Woord vooraf
Aflevering 161 herfst 2008
Vrijdagmiddag 16 november 2007 vond in het stadhuis van Vlissingen de
21ste Historische Studiedag plaats. Het was een joint venturevoor de
organisatie tekenden de fuserende werkgroepen Historie Archeologie en
Kunstgeschiedenis van het Kon. Zeeuwsch Genootschap der
Wetenschappen en het Gemeentearchief Vlissingen. Laatstgenoemde
partner, en de 'aanstichter' van het thema, de in Vlissingen geboren dichter
Jacobs Bellamy (1757-1786), maakten het mogelijk en gewenst om de
Studiedag deze keer in Vlissingen te houden, en wel in de fraaie Govan
Mbekizaal van het Vlissingse stadhuis.
Het thema letteren werd ingegeven door de 250ste geboortedag van
Bellamy die in 2007 is gevierd, zij het in de zware slagschaduw van een
ander herdenkingsfeest en -jaar: dat van de in 1607 eveneens in de
Scheldestad geboren zeeheld Michiel de Ruyter.
Bellamy's korte leven stond vooral in het teken van literatuur, poëzie en
het schrijven. De organisatoren vreesden dat Bellamy's 250ste geboortejaar
bijna vergeten zou worden en wilden hem eren d.m.v. deze studiedag.
Het programma van de 21ste Historische Studiedag omvatte niet alleen aan
Bellamy gewijde onderdelen (een lezing van Aarnout de Bruyne en een
voordracht door Dorine Zelders), maar ook lezingen over Jacob Cats (door
Jürgen Pieters, Universiteit Gent) en de literatuur van de negentiende eeuw
(door Marita Mathijsen, Universiteit van Amsterdam). Het Gemeentearchief
Vlissingen stelde tijdens de middag eenmalig uit zijn depots de
zogenaamde 'Bellamiana' ten toon, bijzondere stukken die in directe relatie
tot Bellamy staan.
De door het publiek algemeen als boeiend ervaren studie(mid)dag en dit
themanummer van Nehalennia vormen een tweeluik. Op deze wijze kon het
thema van de Studiedag nog worden uitgediept en aangevuld met andere
onderwerpen betreffende de oudere Zeeuwse letteren.

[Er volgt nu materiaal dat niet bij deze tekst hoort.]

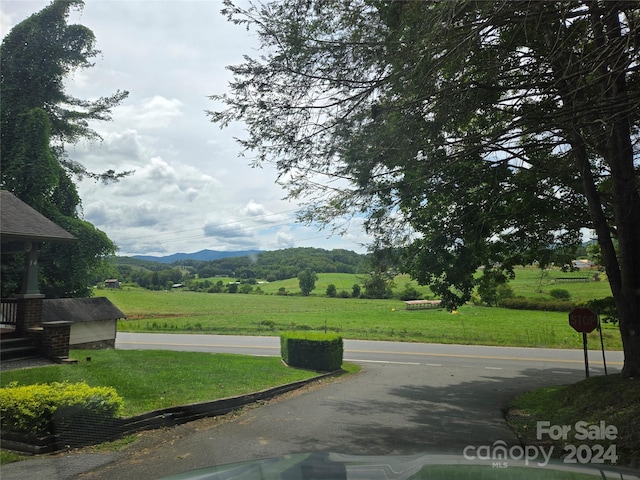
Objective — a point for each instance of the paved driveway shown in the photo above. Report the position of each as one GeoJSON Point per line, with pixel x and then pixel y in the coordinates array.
{"type": "Point", "coordinates": [385, 409]}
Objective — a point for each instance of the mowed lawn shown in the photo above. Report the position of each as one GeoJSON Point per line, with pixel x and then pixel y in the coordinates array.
{"type": "Point", "coordinates": [241, 314]}
{"type": "Point", "coordinates": [153, 379]}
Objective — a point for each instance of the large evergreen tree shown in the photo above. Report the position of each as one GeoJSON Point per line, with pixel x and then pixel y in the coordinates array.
{"type": "Point", "coordinates": [469, 133]}
{"type": "Point", "coordinates": [37, 119]}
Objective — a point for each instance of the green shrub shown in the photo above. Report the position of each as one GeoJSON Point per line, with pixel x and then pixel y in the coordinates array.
{"type": "Point", "coordinates": [560, 294]}
{"type": "Point", "coordinates": [312, 350]}
{"type": "Point", "coordinates": [522, 303]}
{"type": "Point", "coordinates": [31, 408]}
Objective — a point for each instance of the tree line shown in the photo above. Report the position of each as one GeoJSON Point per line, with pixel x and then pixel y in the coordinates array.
{"type": "Point", "coordinates": [270, 266]}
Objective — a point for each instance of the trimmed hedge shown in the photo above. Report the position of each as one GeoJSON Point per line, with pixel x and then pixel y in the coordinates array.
{"type": "Point", "coordinates": [522, 303]}
{"type": "Point", "coordinates": [312, 350]}
{"type": "Point", "coordinates": [32, 408]}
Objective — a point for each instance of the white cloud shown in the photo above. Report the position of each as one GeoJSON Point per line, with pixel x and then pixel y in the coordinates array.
{"type": "Point", "coordinates": [151, 113]}
{"type": "Point", "coordinates": [190, 190]}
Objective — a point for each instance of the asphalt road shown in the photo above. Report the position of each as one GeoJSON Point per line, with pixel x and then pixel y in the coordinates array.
{"type": "Point", "coordinates": [409, 398]}
{"type": "Point", "coordinates": [552, 361]}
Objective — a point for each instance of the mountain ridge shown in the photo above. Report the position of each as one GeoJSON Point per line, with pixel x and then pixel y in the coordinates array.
{"type": "Point", "coordinates": [205, 255]}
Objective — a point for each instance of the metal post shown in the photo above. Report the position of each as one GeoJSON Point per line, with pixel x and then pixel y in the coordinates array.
{"type": "Point", "coordinates": [604, 360]}
{"type": "Point", "coordinates": [586, 354]}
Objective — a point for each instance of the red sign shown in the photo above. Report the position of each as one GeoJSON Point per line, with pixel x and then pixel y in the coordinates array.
{"type": "Point", "coordinates": [583, 320]}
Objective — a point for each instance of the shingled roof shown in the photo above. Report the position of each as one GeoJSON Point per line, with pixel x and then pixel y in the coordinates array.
{"type": "Point", "coordinates": [18, 221]}
{"type": "Point", "coordinates": [80, 310]}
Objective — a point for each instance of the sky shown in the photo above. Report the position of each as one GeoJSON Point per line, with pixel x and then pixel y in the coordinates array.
{"type": "Point", "coordinates": [190, 190]}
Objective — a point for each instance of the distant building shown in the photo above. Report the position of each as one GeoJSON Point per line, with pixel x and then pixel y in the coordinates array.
{"type": "Point", "coordinates": [112, 283]}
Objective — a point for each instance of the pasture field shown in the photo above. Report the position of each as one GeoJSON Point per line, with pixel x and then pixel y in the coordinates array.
{"type": "Point", "coordinates": [240, 314]}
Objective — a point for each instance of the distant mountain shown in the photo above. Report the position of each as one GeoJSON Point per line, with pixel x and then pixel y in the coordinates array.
{"type": "Point", "coordinates": [205, 255]}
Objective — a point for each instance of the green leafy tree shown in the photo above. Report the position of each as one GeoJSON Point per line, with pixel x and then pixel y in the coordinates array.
{"type": "Point", "coordinates": [37, 119]}
{"type": "Point", "coordinates": [378, 285]}
{"type": "Point", "coordinates": [307, 279]}
{"type": "Point", "coordinates": [467, 133]}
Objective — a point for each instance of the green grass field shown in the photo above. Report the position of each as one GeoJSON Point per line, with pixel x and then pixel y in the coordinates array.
{"type": "Point", "coordinates": [194, 312]}
{"type": "Point", "coordinates": [154, 379]}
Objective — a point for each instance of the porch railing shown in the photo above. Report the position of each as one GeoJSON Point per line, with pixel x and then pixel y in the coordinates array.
{"type": "Point", "coordinates": [9, 311]}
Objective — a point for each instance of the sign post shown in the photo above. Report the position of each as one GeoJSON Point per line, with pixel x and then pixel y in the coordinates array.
{"type": "Point", "coordinates": [584, 320]}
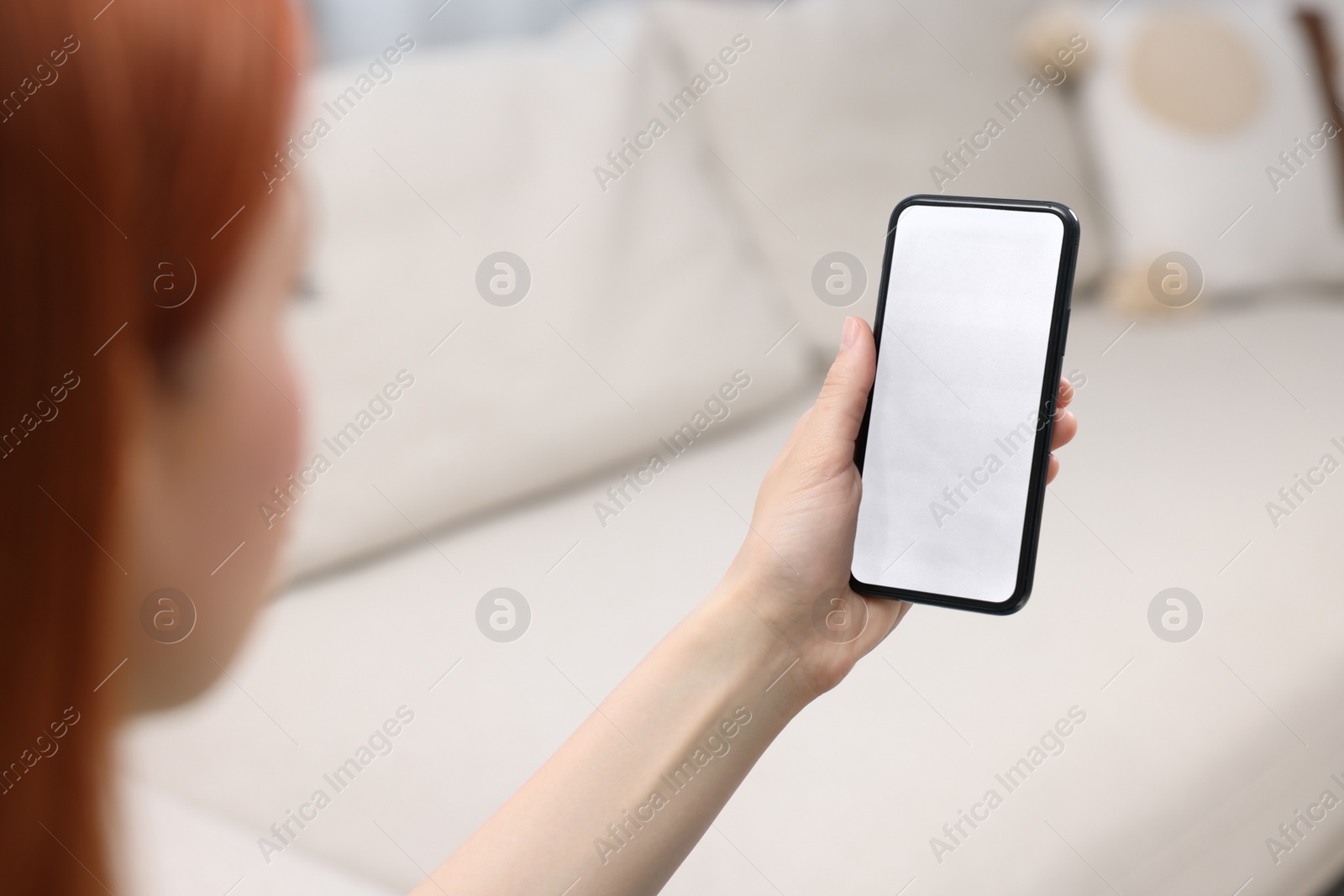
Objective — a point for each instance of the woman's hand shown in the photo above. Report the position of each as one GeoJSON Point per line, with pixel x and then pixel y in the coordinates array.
{"type": "Point", "coordinates": [793, 569]}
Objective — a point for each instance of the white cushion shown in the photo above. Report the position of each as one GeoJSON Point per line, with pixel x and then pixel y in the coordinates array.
{"type": "Point", "coordinates": [1209, 192]}
{"type": "Point", "coordinates": [842, 109]}
{"type": "Point", "coordinates": [642, 302]}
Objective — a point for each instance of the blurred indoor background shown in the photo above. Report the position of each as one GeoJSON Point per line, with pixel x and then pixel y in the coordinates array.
{"type": "Point", "coordinates": [562, 302]}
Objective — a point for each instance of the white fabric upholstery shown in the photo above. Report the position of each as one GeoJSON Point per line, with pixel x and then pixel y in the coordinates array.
{"type": "Point", "coordinates": [643, 301]}
{"type": "Point", "coordinates": [842, 109]}
{"type": "Point", "coordinates": [1189, 755]}
{"type": "Point", "coordinates": [1211, 195]}
{"type": "Point", "coordinates": [1171, 785]}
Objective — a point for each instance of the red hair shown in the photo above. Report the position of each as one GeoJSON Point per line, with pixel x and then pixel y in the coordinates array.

Het verbindingsscharnier van beide elementen is de bijdrage van Aarnout
de Bruyne: 'Jacobus Bellamy in de korte en krachtige ontwikkeling van zijn
dichterschap', met verve gebracht in het stadhuis van Vlissingen, de
woonplaats van de spreker, en nu ook beschikbaar als artikel in
Nehalennia. Bij wijze van afsluiting van het thema vindt u nog een ander
artikel over Bellamy in dit nummer, eveneens door een auteur uit de
gemeente Vlissingen, Marcel van den Driest. Daartussen een met het
Bellamythema verbonden verhaal van Nehalennia-redacteur Pau Heerschap
over Betje Wolff en Aagje Deken. De twee overige bijdragen brengen Gerrit
Achterberg, Piet Meertens en Catharina van de Graft voor het voetlicht, en
tegelijk daarmee een andere periode, andere Zeeuwse regio's en een andere
invalshoek, namelijk die van de literatuur in relatie tot de volkscultuur.